Si avec ça, on ne fait pas +2 000 visites, je ne comprend plus rien !

cette ancienne psy nous casse les couilles environ tout les deux ans son dernier livre est une daube traitant de la vie fantasmagorique d’un roi du burger c’etait gras vulgaire et d’un interet nihiliste

j’attent la suite

« paysages avec palmiers » du-dit BW, à l’Infini, sur sa période libanaise

autre chose, cet article était sympa, et où en es tu de ta table de l’été ?

Si j’ai bien compris il la réserve à une petite librairie qui n’existe pas encore.
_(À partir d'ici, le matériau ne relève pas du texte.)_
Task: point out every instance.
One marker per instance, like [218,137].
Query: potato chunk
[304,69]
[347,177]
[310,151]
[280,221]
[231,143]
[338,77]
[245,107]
je viens de le finir et je suis totalement d’accord avec toi. ce livre est une horreur!
et encore quand je dis finis c’est pas tout à fait vrai: je n’ai lu que les 50 premières pages et c’était déjà de trop!

ah oui, c’est vrai Mick voulait faire un article par jour. heureusement que les lecteurs du magazine littéraire vont venir voir pour s’en rendre compte.
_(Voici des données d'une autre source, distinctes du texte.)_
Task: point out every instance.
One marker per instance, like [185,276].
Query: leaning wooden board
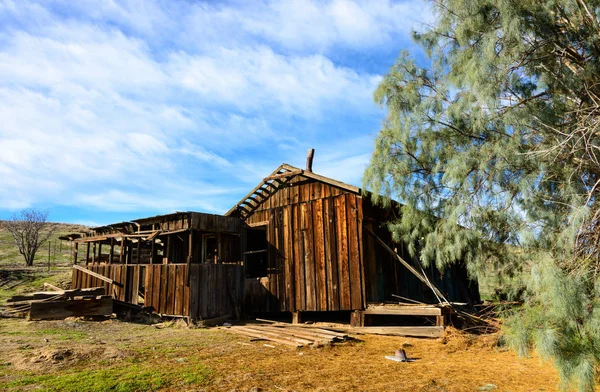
[71,308]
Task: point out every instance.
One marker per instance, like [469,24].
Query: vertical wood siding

BW traite du jeu constant entre le seuil de la vie réelle d’une part, avérée, toujours plus lointaine que son souvenir, et de l’autre celui qui parle comme de celle qui écoute, qui écrit : subjectivement.

D’un côté les faits, les possibles déjà incarnés (les fuites comme les exploits), de l’autre celui qui raconte ou qui ne raconte pas, qui colère contre le monde ou peut-être contre lui-même : que deviennent les faits lorsque l’on conte des souvenirs ? Où est passée sa propre vie sinon dans le discours qu’on en fait ? La sincérité est une qualité du temps présent. Et le rai de lumière qui s’échappe ou s’arrange de ce jeu s’appelle officiellement une biographie. Celle-ci s’opacifie à chercher sa transparence, c’est l’écueil du familier. On dirait plutôt une ombre chinoise.
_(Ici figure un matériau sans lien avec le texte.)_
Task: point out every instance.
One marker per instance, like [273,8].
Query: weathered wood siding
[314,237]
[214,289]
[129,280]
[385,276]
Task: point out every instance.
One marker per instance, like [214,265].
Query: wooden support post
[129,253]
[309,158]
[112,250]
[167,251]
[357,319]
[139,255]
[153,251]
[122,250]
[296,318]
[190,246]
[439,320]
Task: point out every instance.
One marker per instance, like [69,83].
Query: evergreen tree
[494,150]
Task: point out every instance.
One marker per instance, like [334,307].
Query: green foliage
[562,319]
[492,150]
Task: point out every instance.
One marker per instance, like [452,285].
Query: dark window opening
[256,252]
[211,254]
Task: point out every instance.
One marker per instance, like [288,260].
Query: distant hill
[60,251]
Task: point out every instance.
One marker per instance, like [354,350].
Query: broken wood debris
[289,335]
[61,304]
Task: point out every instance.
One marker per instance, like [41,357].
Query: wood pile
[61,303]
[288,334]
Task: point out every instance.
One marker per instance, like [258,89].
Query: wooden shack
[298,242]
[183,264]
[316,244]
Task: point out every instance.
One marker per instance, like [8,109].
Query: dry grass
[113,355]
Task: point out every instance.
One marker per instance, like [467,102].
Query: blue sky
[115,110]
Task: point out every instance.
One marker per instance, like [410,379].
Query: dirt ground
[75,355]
BW est l’histoire d’un homme debout, qui a couru de longs moments, mais à d’autres il s’est figé. De ces immobilités là, la concience s’ankylose et le malheur de l’homme se met à tourner, lui venant de ses remords, de l’incompréhension qu’il a de lui-même, de sa solitude. S’il reste à BW sa langue pour en parler, il se prouve ou s’accuse sans détour, fier de sa virilité. Fier et beau.

Pourtant il se raconte, et Lydie Salvayre écrit son homme nu, elle l’écoute et le protège et le caresse ; la vie est là, paradoxale dans sa dureté et son nécessaire répit, replis dans la rondeur.
La vie s’échappe, philosophique ; il y a cet idéal d’une vie rêvée et parcourue d’aplomb et le réel qui nous déchire pour trop et trop peu, à chaque manquement nos absences deviennent des départs. On essaie de s’aimer.

Ce livre et ses démons sont de ceux qui soutiennent l’effort de chacun pour conquérir et accepter son humanité. Il est drôle par moment et bourré de références littéraires à découvrir ou …très connues.
Merci pour les paysages de visages d’avant la manne du tourisme.